Майор сделал неудачную попытку закинуть окурок в центр урны. Сплюнул с досады и, прежде чем исчезнуть в глубине помещения, бросил на ходу:

– Башку не потеряй, сынок. Она тебе до конца войны ещё ой как пригодится.

Павел задумался: «На самом деле… И чего я раздухарился? Она ведь точно была женой того кровососа. Рагнар его кончил на пару с отцом. Командир мне не просто начальник. Он боевой товарищ и брат. Такое с ним прошли, что вспомнить и страшно, и не стыдно. Кто должен быть ближе к сердцу? Безусловно, капитан Денис Рагнар. Вот вроде всё и ясно, всё на своих местах. Да и кто сказал, что деваха эта примет или вообще подпустит близко к себе врагов её погибшего мужа, с которым она наверняка ещё недавно делила ложе, которого целовала и ласкала, с которым имела близость?.. Тьфу ты, дьявол, о чём я думаю? Да какое мне дело до её жизни с убитым мужем? Гнать надо эти мысли. Гнать поганой метлой… А какие именно мысли гнать-то надо? То, что её трахал какой-то выродок из украинского гестапо, или то, что Рагнар мне брат – и точка? Путаница какая-то в башке… Сумбур… Так, давай всё сначала: она женщина очень красивая, Рагнар мне старший товарищ, и почему я не имею права полюбить свободную женщину, тем более что освободил её для меня мой же боевой брат? С другой стороны, никто не знает наперёд, что у неё на сердце и в голове. Как-нибудь не проснёшься от дозы клофелина, или чего похлеще… Полная ерунда, ей-богу…»

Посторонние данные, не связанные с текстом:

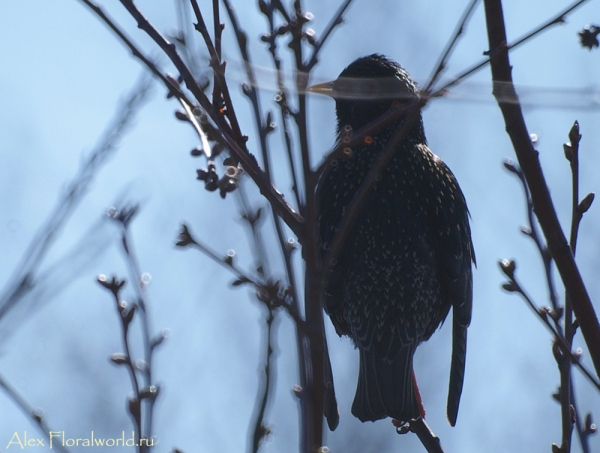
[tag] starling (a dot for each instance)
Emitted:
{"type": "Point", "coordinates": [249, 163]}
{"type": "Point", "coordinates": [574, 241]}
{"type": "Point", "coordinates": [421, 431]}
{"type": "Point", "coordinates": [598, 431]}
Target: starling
{"type": "Point", "coordinates": [407, 257]}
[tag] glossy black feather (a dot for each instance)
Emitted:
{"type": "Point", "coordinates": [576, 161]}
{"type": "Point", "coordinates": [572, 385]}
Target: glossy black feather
{"type": "Point", "coordinates": [407, 259]}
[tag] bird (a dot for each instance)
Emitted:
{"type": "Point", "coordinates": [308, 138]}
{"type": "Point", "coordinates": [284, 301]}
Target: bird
{"type": "Point", "coordinates": [407, 258]}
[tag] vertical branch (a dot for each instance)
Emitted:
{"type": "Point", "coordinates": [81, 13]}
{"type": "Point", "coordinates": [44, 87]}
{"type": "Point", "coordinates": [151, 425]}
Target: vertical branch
{"type": "Point", "coordinates": [529, 162]}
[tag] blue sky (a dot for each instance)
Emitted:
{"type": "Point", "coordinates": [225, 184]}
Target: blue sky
{"type": "Point", "coordinates": [64, 74]}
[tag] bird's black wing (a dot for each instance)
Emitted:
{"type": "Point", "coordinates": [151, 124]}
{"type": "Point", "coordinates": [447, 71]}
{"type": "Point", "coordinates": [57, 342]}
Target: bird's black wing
{"type": "Point", "coordinates": [454, 252]}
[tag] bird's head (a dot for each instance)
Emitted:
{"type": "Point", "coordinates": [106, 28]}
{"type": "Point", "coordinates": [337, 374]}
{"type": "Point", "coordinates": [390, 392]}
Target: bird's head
{"type": "Point", "coordinates": [367, 89]}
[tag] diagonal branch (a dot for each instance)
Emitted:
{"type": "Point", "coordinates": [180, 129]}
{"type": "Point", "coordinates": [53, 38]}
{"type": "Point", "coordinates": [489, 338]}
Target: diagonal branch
{"type": "Point", "coordinates": [530, 164]}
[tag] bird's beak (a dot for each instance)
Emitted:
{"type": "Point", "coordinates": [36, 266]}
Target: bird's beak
{"type": "Point", "coordinates": [325, 88]}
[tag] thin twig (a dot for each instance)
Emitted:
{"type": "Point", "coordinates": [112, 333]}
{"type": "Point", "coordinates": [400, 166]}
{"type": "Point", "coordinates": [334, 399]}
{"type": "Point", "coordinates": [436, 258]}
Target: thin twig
{"type": "Point", "coordinates": [289, 215]}
{"type": "Point", "coordinates": [543, 314]}
{"type": "Point", "coordinates": [134, 49]}
{"type": "Point", "coordinates": [529, 162]}
{"type": "Point", "coordinates": [336, 20]}
{"type": "Point", "coordinates": [259, 429]}
{"type": "Point", "coordinates": [477, 66]}
{"type": "Point", "coordinates": [441, 64]}
{"type": "Point", "coordinates": [429, 440]}
{"type": "Point", "coordinates": [354, 207]}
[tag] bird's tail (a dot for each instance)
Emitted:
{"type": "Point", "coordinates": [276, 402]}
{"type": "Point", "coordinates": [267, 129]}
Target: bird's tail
{"type": "Point", "coordinates": [385, 388]}
{"type": "Point", "coordinates": [457, 370]}
{"type": "Point", "coordinates": [330, 404]}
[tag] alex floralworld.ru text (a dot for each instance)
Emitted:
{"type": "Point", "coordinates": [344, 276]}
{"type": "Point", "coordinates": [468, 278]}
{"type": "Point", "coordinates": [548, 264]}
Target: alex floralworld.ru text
{"type": "Point", "coordinates": [22, 441]}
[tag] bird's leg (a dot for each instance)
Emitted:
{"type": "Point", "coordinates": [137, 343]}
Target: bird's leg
{"type": "Point", "coordinates": [418, 396]}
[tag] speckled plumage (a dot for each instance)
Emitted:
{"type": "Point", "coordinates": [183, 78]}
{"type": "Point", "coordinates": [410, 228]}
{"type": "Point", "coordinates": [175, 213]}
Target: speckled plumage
{"type": "Point", "coordinates": [407, 259]}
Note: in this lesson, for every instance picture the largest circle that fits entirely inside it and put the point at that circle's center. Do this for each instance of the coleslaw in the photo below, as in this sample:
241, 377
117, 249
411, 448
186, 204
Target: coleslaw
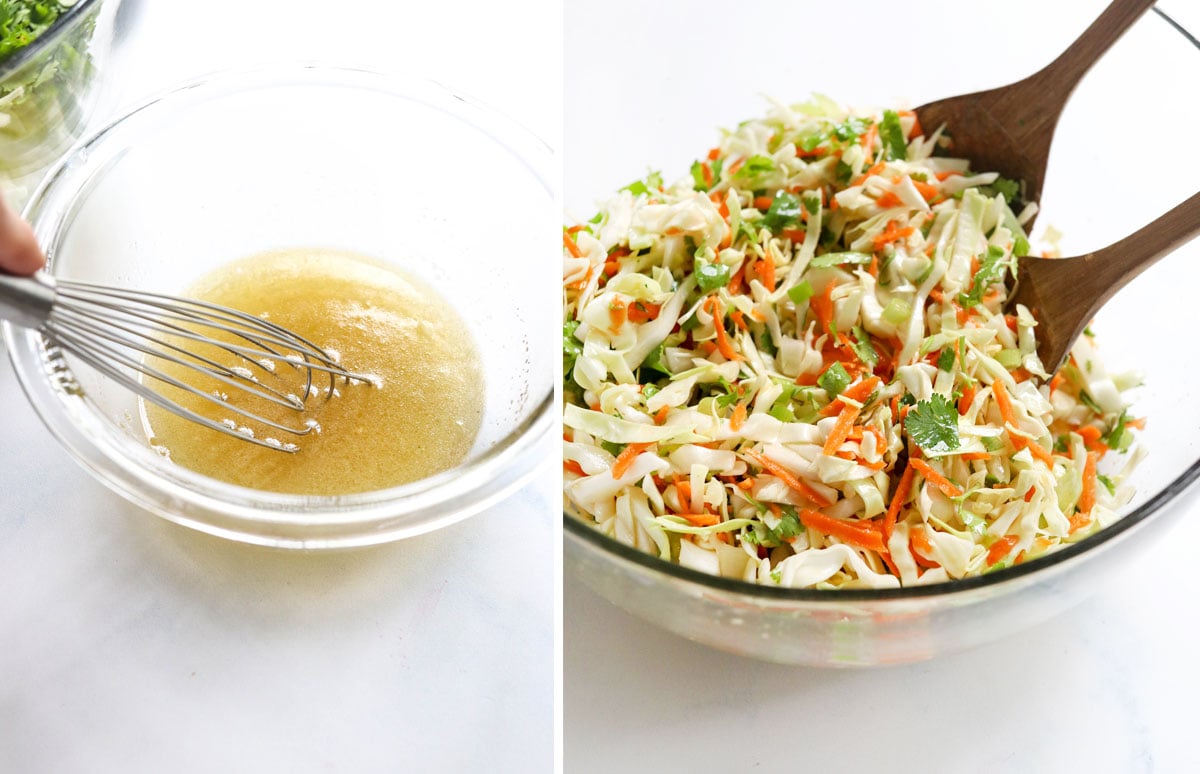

Двери комендатуры открылись, и Павел увидел, как, поддерживая под руку пожилую свекровь, вышла она. Только что бурлящие сомнения и глупые рассуждения вмиг вылетели из головы, оставив одну-единственную установку: «Я не остановлюсь ни перед чем, и она будет моей…»

Павел помог паре спуститься. Девушка вновь кротко и благодарно взглянула на солдата. Руки не коснулась, хотя Пашка и ждал этого. Он остался стоять на месте и ещё долго смотрел им вслед. Только сейчас, глядя на неё со стороны, он отметил изящную фигуру под слегка прилегающим иссиня-чёрным шёлковым платьем и стройную пару ножек в тёмных туфельках на низком каблучке.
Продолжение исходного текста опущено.